4. Named for its inventor—William Hyde Wollaston, the nineteenth-century British chemist known for the discovery of the elements palladium and rhodium—Wollaston wire is an incredibly thin strand of platinum used in electrical devices: “Platinum wire is drawn through successively smaller dies until it is about .003 inches (0.076 mm, 40 AWG) in diameter. It is then embedded in the middle of a silver wire having a diameter of about 0.1 inches (2.5 mm, 10 AWG). This composite wire is then drawn until the silver wire has a diameter of about .002 inches (0.051 mm, 44 AWG), causing the embedded platinum wire to be reduced by the same 50:1 ratio to a final diameter of .00006 inches (1.5 µm, 74 AWG). Removal of the silver coating with an acid bath leaves the fine platinum wire as a product of the process.” See Thomas H. Lee, “A Nonlinear History of Radio,” in The Design of CMOS Radio-Frequency Integrated Circuits (Cambridge: Cambridge University Press, 2004); “Wollaston Wire,” Wikipedia, http://en.wikipedia.org/w/index.php?title=Wollaston_wire.
5. Robert P. Murray, editor of the Antique Wireless Association Review, reports on his attempts to reconstruct this Radioson detector in 2005: “I fashioned one after that shown in the 1914 E. I. Co. catalog. This had a similar arrangement of electrodes in a glass cup, but in this case the cathode was a coil of about 3 inches of the same platinum wire.
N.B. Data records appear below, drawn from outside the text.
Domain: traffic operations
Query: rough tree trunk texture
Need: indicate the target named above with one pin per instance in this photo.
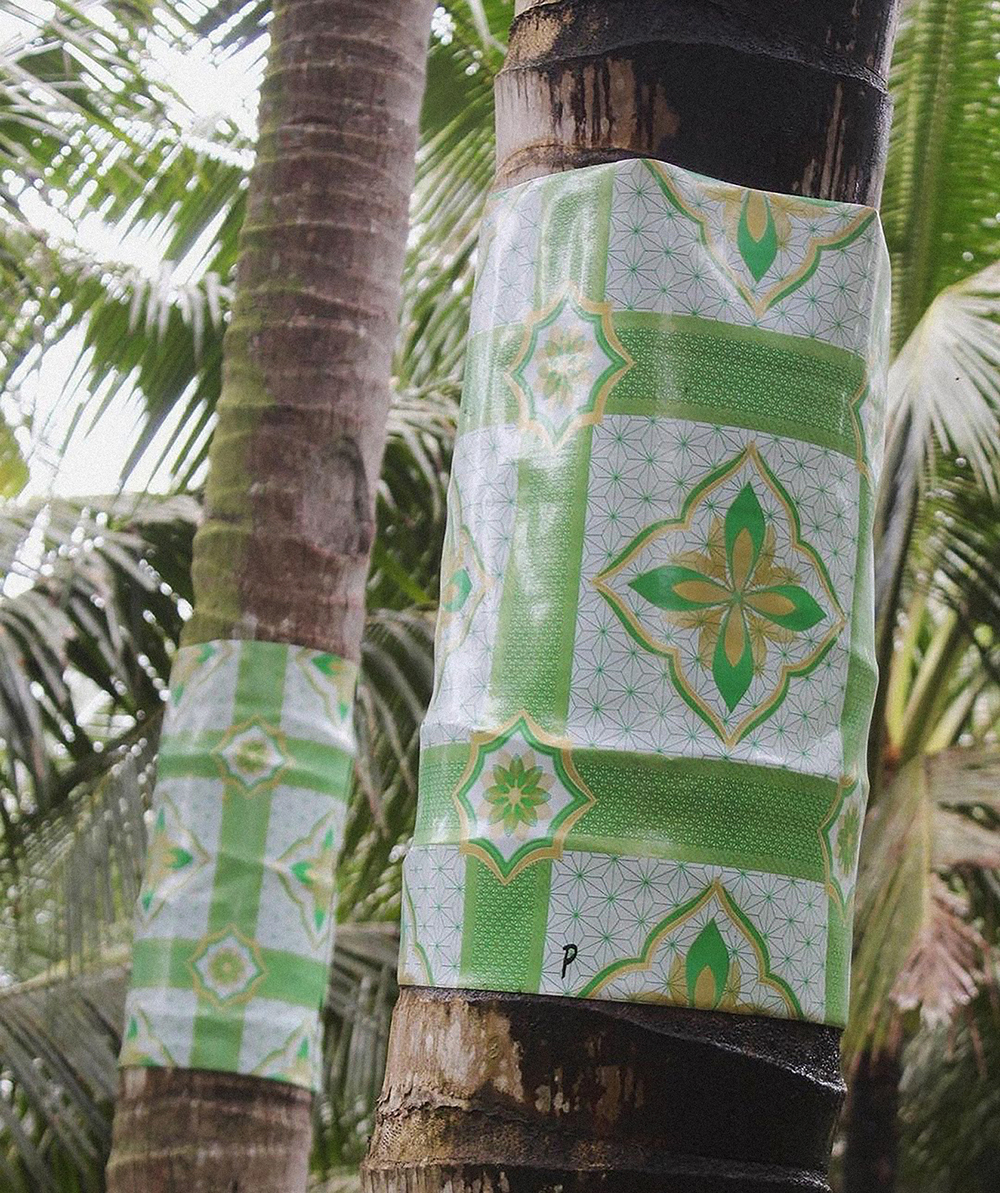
(870, 1163)
(290, 498)
(528, 1094)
The anode was about ¼ inch of platinum wire soldered into the advancing screw. This detector worked, but very faintly. I found that it worked best when the wire was just about drawn up out of the acid, and possibly pulling on the surface tension. I do not know why the device worked this way. I mention this only as a speculation. I can hardly see 0.001 inch platinum wire without a magnifying glass. I can certainly not see when it dips into the acid, but can hear the result in the headphones. When I hold the wire between my fingers I can not feel it.” Robert P. Murray, The Early Development of Radio in Canada, 1901–1930: An Illustrated History of Canada’s Radio Pioneers, Broadcast Receiver Manufacturers, and Their Products (Chandler, Ariz.: Sonoran Publishing, 2005), 3.
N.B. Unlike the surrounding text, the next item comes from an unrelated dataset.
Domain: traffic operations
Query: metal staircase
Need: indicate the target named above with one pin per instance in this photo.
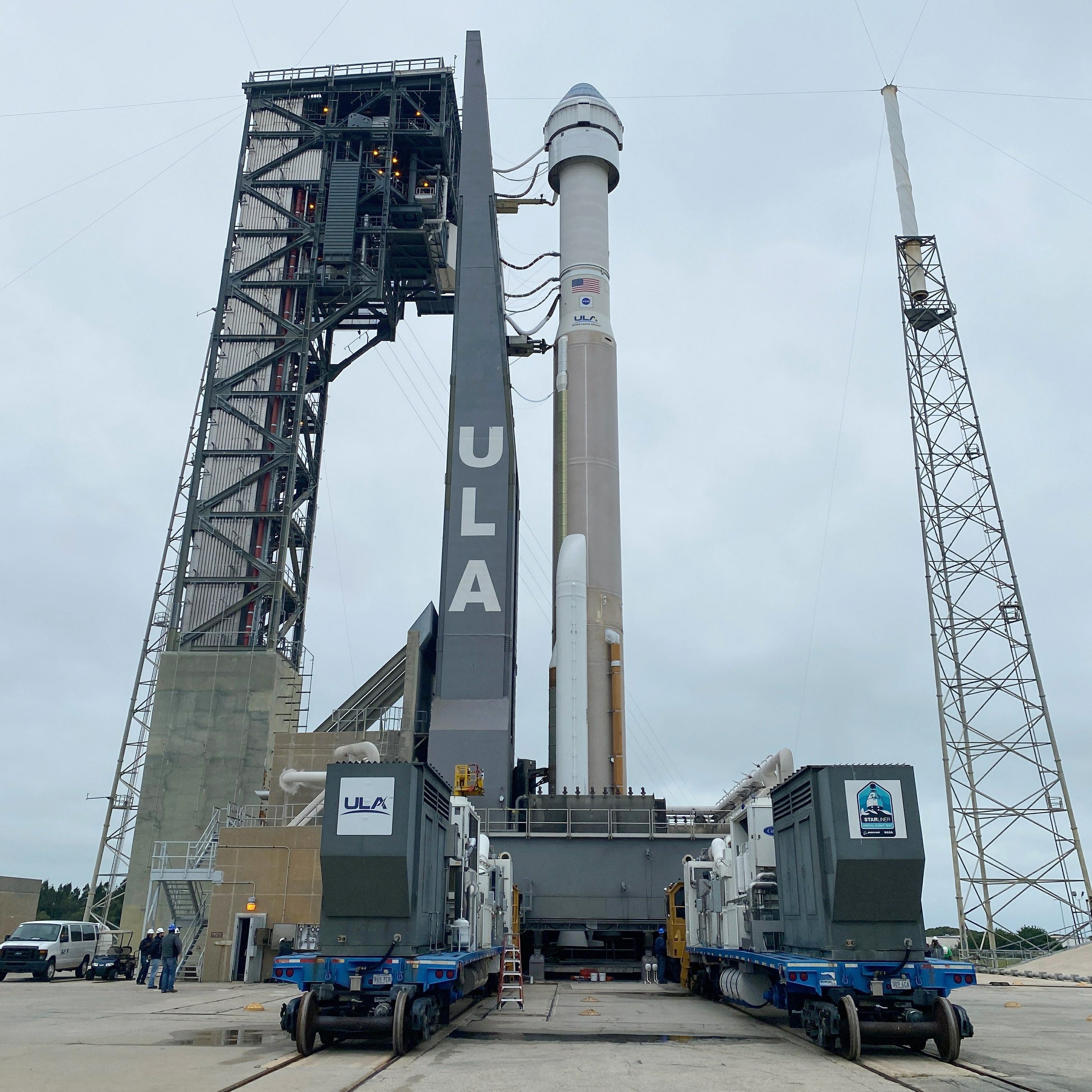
(184, 873)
6. This is a huge claim. De Forest’s Audion would soon replace all other forms of detector and revolutionize the way we listened to radio. But could this idea that the electrolytic detector might outperform the vacuum tube, a media historical path not taken, actually hold weight? While Gernsback would admit by 1919 that the Audion was a technically superior form of detector, he held out on the importance of other designs that more easily invited amateur experimentation. The Audion tube was a complex and expensive component (at least initially), one that heralded the coming of fully-assembled radio sets built for passive listening in living rooms across the country. Thus the divide between vacuum tubes and crystal or electrolytic detectors at the end of the 1910s was less about technical superiority and more about technical literacy. Gernsback writes in a retrospective 1919 editorial on the coming of the “radio telephone”: “Using the Audion as a generator for undampt waves and as a RT transmitter is of course a great accomplishment in itself. And the device works well, better than anything else so far. But it is not the ultimate goal. Vacuum tubes of the Audion type are tricky as yet, and not too practical. Unless you use special tubes, and you can’t just now, due to a complicated patent situation, the speech is not always clear, and far from satisfactory. At the critical period, the tubes often go bluey and refuse to talk. Amateurs therefore should look for substitutes of vacuum tubes or devise other tubes employing entirely different principles.” Hugo Gernsback, “Developing the Radiophone,” Radio Amateur News 1, no. 6 (December 1919): 269. Readers continued, however, to be interested in crystal set designs well into the 1920s. See, for instance, The Detectorium in this book.
7. By the time of his 1922 book, Radio for All, Gernsback admits the inherent technical limitations of the Radioson detector: “Unfortunately the Radioson, once subjected to strong signals or even too strong static currents, would burn out the exceedingly fine Wollaston wire, after which the instrument became inoperative. Although the Radioson was perhaps one of the best electrolytic detectors ever designed, no means could be found to keep it from burning out and the manufacture of it was given up by the makers. Soon after the invention of the electrolytic detector, crystal detectors came into vogue.” Hugo Gernsback, Radio for All (Philadelphia: J. B. Lippincott Company, 1922), 58.
8. Not only did Édouard Branly discover the effect of heat on a coherer in the 1890s, he was the first to describe and publish on its operation. See The Dynamophone in this book for more about coherers.